Doors Open for Medical Marijuana

The first wave of dispensaries is up and running

Illustration by Cierra Pedro

Illustration by Cierra Pedro

It may have been a long, strange trip but Nevada’s medical marijuana patients and businesses are finally reaching the finish line. In recent weeks, we’ve seen local dispensaries open their doors to a rush of customers, and cannabis-business conferences have drawn increasing numbers of attendees to Las Vegas.

Inyo, one of the first dispensaries to begin serving customers, has been open about six weeks. “We’ve seen between 50 and 100 patients a day—about 15 new patients per day. Our average age is 44 years old,” part owner David Goldwater says. Thanks to Nevada’s card reciprocity, about 35 percent of Inyo’s customers are from outside Nevada. “They’re from all over: Michigan, California, Arizona,” Goldwater says.

However, Inyo’s roots are deep in its edge-of-Huntridge neighborhood. “I grew up in this area, and so did my partner,” Goldwater says. “We both went to the old Bishop Gorman on Maryland Parkway. I was born at Sunrise Hospital. I’ve repped this area in the Legislature.”

Customers speak highly of Inyo’s website, which offers visual aids and explanations for each strain, as well as the dispensary’s “budtenders,” who help them choose the right product for their problem.
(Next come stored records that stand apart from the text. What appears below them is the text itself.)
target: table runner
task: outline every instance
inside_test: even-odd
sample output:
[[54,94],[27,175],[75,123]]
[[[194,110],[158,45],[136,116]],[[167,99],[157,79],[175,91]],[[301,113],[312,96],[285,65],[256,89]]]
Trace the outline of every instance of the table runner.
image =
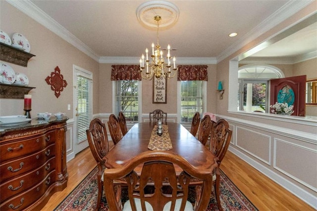
[[157,134],[158,125],[154,126],[150,138],[148,148],[151,150],[169,150],[172,148],[168,134],[168,127],[162,125],[163,134],[161,136]]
Other dispensaries are still closing in on their opening dates. Michael Ahmad, chief sales officer of the Apothecary Shoppe dispensary, plans on being in business next month. “We wanted to be in a prime location where people could see where we are, where people drive by every day. Since we accept cards from all states, we can just tell people we’re across the street from the Palms,” he says. What’s inside was also carefully considered. “We wanted to have that old-fashioned feel, like a laboratory or a library,” he says, “I’ve been in hundreds if not thousands of dispensaries. We wanted something unique, so when you walk in you can feel the love and time we put into this place and hopefully, you’ll see that we’re going to put the same kind of love and time into serving our patients.”

Ahmad has been growing cannabis in California for 13 years and says he looks forward to changing the perception of his product. “We just want everybody to understand that all of this negative stuff they’ve heard is wrong,” he says. “Now we’re finally able to prove it to them. Doctors are coming forward now and giving testimonials. Before, they were scared of it.”

Given the nascent nature of the industry, right now dispensary owners see each other more as collaborators than competition. Riana Durrett, executive director of the Nevada Dispensary Association, says the group was created to help dispensary owners “develop best practices. We’ll get together and share notes.” She adds that “Nevada has a really big opportunity to be on the forefront of this industry. Our regulations set the gold standard for other states … so let’s usher in the most responsible, high-quality industry, and then we can worry about competing down the road.”

It’s a sentiment shared by many industry advocates.  At last week’s Medical Marijuana Business Conference at the Rio, the keynote speaker was consumer advocate Ralph Nader, who declared that people in the emerging cannabis industry “have the opportunity to do it right,” adding that “proper regulation is the best aspirin you could ever have, other than marijuana.” He called for standards in inspection and advertising, as well as openness to research.

Like the industry it serves, the conference has grown fast. Tripp Keber, CEO of Colorado’s Dixie Elixrs, remembers the first Medical Marijuana Business Conference in 2012: “It was in a janky Freemason’s building, a firetrap. There were about 100 people, and my booth represented an $89 investment.” Four years later, it’s taken over the Rio’s conference center with more than 5,000 attendees. Vendors offered products for every aspect of the business from seed to sale, be it self-contained grow operations in shipping-container-style boxes or a line of cannabis products designed to appeal to women, with floral packaging and cute sampler packs. Seminars ranged from examinations of energy use and pesticides to updates on legal developments, to discussions of new strains and products.

As with any new industry, there’s a lot to learn, for both purveyors and customers. “Education is a huge part of medical marijuana, no question,” says Inyo’s Goldwater, “and it’s a big part of what were trying to do in our business.”